I was raised on a small farm near the town of Cleveland, a rural area in southeastern Utah. In the region there were many stories of Butch Cassidy, a cowboy outlaw, that remained in the conversations of the older generation. As a 12-year-old boy, I, along with seven of my buddies, became intrigued by the stories and planned an adventure. We wanted to ride the trail of Butch Cassidy and explore his hiding places in Cedar Mountain.
After much persuasion, we talked our parents into letting us ride our horses to Cedar Mountain. Two adults would join us—one to ride with us, the other to drive a truck to a designated camping area carrying our bed rolls, food, and hay for the horses.
We arrived at our campsite at dusk and started to prepare for the night. I remembered the instructions given to me by my parents. They had taught me how to tie up my horse to a strong live tree; how to leave the rope just loose enough for him to feed from the ground, but not so loose that the horse might step over the rope. I also remembered them telling me, “Never eat your dinner until your animals have been fed.”
Everyone took care of his own horse before turning his attention to his own needs—everyone, that is, except one. In haste to fix his dinner, my friend Billy tied his horse to a small dead tree and hurried off to the campfire. By the time we finished our duties, it was dark. Billy finished his dinner and then turned his attention to his horse. When he approached his horse in the dark, the horse spooked. Billy then made the fatal mistake of striking a match too close to the horse’s face. The horse reared back and pulled the dead tree from the ground. The tree, attached to the rope, hit the horse, which sent him off on a dead run. I will never forget the sound of that horse running into the darkness and the crashing of the tree he dragged behind him. The noise continued for 10 to 15 seconds, and then there was silence … followed by a loud crash.
One of the adults had run after the horse and was first to reach him. We grabbed our flashlights and followed. After searching in the dark, we found the horse at the bottom of a 50-foot cliff. As long as I live, I will clearly remember watching that horse die.

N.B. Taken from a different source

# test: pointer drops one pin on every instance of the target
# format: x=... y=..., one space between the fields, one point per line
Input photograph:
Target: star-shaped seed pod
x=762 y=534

We were a group of solemn boys as we worked our way up the cliff and returned to camp that night. Each one quickly and quietly bedded down. All that could be heard throughout the night was Billy’s sobbing and the rustling of nervous horses that seemed to sense what had happened. It was a very long night.
That experience became a life-changing moment. As I lay in my bed gazing at the millions of stars in the heavens, the events of the day passed through my mind. I began thinking about the advice my parents had given me as I was growing up. Suddenly it all began to make sense. I had come to a point in my life where I was responsible for my actions. The decisions I was making now not only affected me but those around me. I began to see that the results of my disobedience could be disastrous, especially to those who depended on me. My mother had entrusted me with her treasured horse. How grateful I was that I had been obedient to her instructions.
As each of us experiences life-altering events, such as my experience as a young cowboy, we need to not only learn to be obedient to God’s laws but also to obey the teachings of inspired and caring parents, teachers, and Church leaders. How obedient we become will determine not only the degree of freedom, happiness, and peace we enjoy in this life but also the attainment of the promises of eternal life in the world to come.